Corollary #3 to Media Axiom #1: all other things being equal, a guy with more numbers gets more airtime.Oh, sure, the antivirus industry will stumble while they try to figure out how to present the raw data they collect. Security managers will scratch their heads while they try to analyze the numbers. CIOs will stare blankly at charts they've never seen before. But I can assure you, our world just got better. All because some firms published a bit of raw data during a virus media event.
NOT EVERYONE MAY feel as ecstatic as I do about the debut of realtime virus data. Shipp seemed just a little too eager to email me about his firm's data collection theories. I'll go out on a limb here — didn't MessageLabs find anyone else willing to listen to them? Surely Virus Bulletin would beg Shipp to write an article about the vectoring data he assembled. It makes little sense to hand me so much great material unless other antivirus media outlets turned it down first. If they did turn it down, then we need to ask why. Shipp knows more than he wants to say under direct questioning. Fine: his evasiveness gives me an opportunity to speculate. I believe the antivirus industry holds a dirty little secret. Namely, they don't have access to as much "proprietary client data" as they've led reporters to believe over the years. Indeed, this industry has thrived for its whole life on inaccuracy. I first started ranting about it, what, a dozen years ago? (Time flies when you're having fun.)
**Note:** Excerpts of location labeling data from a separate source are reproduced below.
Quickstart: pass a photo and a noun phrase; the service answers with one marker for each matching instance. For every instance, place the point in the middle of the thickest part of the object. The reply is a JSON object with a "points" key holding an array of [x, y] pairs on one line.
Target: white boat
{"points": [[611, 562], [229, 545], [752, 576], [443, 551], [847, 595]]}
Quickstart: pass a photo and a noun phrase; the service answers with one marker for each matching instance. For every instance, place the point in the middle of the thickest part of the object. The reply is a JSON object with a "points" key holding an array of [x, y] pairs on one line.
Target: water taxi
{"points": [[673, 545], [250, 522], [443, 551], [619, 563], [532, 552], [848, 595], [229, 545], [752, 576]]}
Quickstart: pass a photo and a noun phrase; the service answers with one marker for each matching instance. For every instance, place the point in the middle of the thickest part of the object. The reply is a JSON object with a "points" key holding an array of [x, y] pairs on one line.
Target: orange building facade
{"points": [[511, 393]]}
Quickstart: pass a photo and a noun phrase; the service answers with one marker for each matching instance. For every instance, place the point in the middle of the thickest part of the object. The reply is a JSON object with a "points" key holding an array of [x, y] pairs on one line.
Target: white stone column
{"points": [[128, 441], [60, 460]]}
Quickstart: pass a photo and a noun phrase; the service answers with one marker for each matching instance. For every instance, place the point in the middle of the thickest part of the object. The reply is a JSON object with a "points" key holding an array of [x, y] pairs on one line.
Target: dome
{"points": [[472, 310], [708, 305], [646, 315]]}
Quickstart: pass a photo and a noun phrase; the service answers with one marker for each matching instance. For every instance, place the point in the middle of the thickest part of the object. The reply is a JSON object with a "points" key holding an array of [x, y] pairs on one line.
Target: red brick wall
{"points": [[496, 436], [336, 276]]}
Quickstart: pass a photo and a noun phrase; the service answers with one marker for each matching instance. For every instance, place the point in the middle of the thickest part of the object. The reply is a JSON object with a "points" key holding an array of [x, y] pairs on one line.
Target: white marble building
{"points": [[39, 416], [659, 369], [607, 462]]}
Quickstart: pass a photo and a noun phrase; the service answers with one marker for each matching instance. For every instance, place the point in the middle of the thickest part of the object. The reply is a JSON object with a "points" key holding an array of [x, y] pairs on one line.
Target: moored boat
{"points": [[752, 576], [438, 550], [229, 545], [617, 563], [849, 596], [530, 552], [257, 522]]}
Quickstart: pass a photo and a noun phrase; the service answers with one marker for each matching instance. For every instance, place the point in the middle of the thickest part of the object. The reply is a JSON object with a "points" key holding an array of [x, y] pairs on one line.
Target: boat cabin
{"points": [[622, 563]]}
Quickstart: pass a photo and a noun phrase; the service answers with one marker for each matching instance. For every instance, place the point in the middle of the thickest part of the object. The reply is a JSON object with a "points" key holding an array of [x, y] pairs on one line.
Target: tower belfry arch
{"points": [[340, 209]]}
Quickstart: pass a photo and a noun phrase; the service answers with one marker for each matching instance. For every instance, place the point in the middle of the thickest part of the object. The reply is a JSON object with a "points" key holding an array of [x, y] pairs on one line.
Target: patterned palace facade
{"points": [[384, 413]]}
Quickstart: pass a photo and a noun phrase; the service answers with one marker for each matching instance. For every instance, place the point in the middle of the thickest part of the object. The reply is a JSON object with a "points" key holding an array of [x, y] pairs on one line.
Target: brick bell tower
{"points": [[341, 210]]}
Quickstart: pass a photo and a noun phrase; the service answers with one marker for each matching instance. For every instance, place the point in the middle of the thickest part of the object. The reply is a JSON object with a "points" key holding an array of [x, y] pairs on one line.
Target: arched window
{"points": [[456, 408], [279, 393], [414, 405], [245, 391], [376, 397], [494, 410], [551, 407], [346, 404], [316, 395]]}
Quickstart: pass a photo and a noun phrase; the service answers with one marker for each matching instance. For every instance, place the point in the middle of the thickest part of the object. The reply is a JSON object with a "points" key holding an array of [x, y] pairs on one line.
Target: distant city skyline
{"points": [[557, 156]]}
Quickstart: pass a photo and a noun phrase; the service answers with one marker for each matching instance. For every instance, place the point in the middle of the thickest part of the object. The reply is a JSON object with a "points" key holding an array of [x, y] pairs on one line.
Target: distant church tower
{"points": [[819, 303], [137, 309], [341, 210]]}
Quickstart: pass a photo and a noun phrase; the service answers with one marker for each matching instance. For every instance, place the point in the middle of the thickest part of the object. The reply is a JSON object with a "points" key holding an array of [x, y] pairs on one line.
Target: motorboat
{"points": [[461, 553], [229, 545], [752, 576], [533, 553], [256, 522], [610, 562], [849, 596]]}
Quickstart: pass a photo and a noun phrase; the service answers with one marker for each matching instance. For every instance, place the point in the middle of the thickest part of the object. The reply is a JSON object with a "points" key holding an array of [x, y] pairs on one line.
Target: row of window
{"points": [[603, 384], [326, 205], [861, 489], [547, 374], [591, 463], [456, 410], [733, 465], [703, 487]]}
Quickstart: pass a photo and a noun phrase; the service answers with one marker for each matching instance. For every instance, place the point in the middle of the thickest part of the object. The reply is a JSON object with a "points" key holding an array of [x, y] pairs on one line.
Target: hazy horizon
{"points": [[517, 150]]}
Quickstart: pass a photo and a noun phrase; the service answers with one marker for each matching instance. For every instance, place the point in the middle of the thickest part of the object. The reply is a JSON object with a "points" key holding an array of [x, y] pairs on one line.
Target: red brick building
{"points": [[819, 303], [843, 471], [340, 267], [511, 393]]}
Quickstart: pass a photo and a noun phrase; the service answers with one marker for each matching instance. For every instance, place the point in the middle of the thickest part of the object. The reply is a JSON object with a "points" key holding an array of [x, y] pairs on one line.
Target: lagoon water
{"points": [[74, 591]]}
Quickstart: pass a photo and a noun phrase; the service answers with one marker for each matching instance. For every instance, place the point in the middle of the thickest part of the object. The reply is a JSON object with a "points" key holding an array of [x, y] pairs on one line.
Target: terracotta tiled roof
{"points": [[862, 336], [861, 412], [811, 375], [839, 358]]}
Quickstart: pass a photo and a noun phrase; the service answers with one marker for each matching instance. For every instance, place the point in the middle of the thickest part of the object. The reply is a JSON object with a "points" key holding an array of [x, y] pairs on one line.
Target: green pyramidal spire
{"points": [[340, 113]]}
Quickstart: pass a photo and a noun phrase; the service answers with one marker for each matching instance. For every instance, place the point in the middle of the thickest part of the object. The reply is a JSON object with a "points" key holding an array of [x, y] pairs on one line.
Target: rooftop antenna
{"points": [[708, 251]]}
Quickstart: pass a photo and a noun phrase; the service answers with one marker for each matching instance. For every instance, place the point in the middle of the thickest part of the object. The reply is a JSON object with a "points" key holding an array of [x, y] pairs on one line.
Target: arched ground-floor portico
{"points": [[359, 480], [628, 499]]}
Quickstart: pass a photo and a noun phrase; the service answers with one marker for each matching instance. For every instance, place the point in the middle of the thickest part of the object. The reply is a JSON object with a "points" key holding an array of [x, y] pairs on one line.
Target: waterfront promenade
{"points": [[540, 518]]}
LET'S TALK NOW about some data we gather at Vmyths.com. What does it truly mean when we track the weekly 'Top 3' virus hoaxes? Take a quick glance at the data. You'll notice every 'winner' received a few dozen reports at most. We don't yet break a hundred with the weekly top three combined. Say it out loud: "your figures look boring, Rob." And rightly so. You can't deduce worldwide impacts from a few dozen emails per week. Ah! Now let's suppose Vmyths.com never divulged the raw numbers. Suppose we offered percentages instead. We might further cloud things by saying we provide the world's only open-source data on virus hoax proliferation. You'd take our weekly 'Top 3' list a lot more seriously then, wouldn't you? In fact, you might even take it as seriously as Sophos' monthly 'Top 10' virus list. If I recall correctly, Sophos used to include raw numbers in their reports. The low values didn't give the impression of a large firm, so they switched to percentages. The raw data in our 'Top 3' list ironically explains why you shouldn't take it too seriously right now. We think it will grow more precise over time as the word gets out — but it qualifies as a novelty for the moment. Treat it as such. And why shouldn't we admit it? After all, "truth" is the first word in our website's slogan.